Wednesday, April 6, 2011

That Good Old Fashioned School Stress

Sometimes I wonder, did I really want this? Am I really where I am suppose to be? Did I bite off more than I can chew? Was I really ready for this? Maybe I jumped the gun?


It seems like there is a lack of balance in my life and a lot weight to hold up. The more I try to focus, the less focused I become. I find myself thinking up songs when I should be thinking of research topics.
I sometimes feel overwhelmed with life and it's lack of adventures. A lot of the times things do not go as planned and I feel as though everything is falling into ciaos. And yet...
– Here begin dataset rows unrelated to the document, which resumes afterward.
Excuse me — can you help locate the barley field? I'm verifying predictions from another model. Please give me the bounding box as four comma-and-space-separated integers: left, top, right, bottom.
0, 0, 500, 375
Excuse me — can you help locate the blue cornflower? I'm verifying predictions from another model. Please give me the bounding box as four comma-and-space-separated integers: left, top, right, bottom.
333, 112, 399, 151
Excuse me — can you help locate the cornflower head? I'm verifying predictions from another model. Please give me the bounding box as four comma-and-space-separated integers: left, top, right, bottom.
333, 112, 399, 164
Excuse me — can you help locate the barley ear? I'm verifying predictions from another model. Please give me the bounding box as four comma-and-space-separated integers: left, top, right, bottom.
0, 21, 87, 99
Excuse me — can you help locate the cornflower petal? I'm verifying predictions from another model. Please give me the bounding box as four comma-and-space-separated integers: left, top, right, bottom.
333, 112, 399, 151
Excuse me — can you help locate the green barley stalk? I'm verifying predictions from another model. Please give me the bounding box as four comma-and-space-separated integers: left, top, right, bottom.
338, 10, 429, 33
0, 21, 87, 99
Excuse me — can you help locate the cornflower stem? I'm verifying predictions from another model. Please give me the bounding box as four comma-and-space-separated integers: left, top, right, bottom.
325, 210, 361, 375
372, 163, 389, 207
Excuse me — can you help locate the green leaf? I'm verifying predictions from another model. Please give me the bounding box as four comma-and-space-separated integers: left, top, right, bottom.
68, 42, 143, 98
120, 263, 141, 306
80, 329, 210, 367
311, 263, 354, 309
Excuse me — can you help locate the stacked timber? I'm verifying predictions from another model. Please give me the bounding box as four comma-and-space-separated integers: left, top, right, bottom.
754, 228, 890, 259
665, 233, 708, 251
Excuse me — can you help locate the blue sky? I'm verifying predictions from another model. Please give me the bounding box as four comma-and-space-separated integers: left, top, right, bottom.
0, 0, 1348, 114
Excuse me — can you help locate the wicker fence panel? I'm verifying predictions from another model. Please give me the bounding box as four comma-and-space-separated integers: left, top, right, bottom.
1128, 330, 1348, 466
... Everything is fine. Between the blurs there is something. Burnt out, yes. Certifiably crazy, perhaps. Beat? Defeated? Never. Summer is almost here. It's coming too soon and not soon enough. hopefully it will come before I loose all the hair on my head but after I get everything done.I find myself staring out windows and at walls more and more often. We all handle stress differently. I wonder if it's possible to change the pattern of how we carry out through the stress. Am I destined to become spacey, or will I someday become overwhelmed like others do. Or will I someday learn to manage my life and keep a cool head in the face of... finals. How do you handle those crazy moments of your life?
As pictured above, I still have much to do. I haven't felt like this for a while. Oh spring... Please kidnap me and leave a ransom for my brain. Thank you.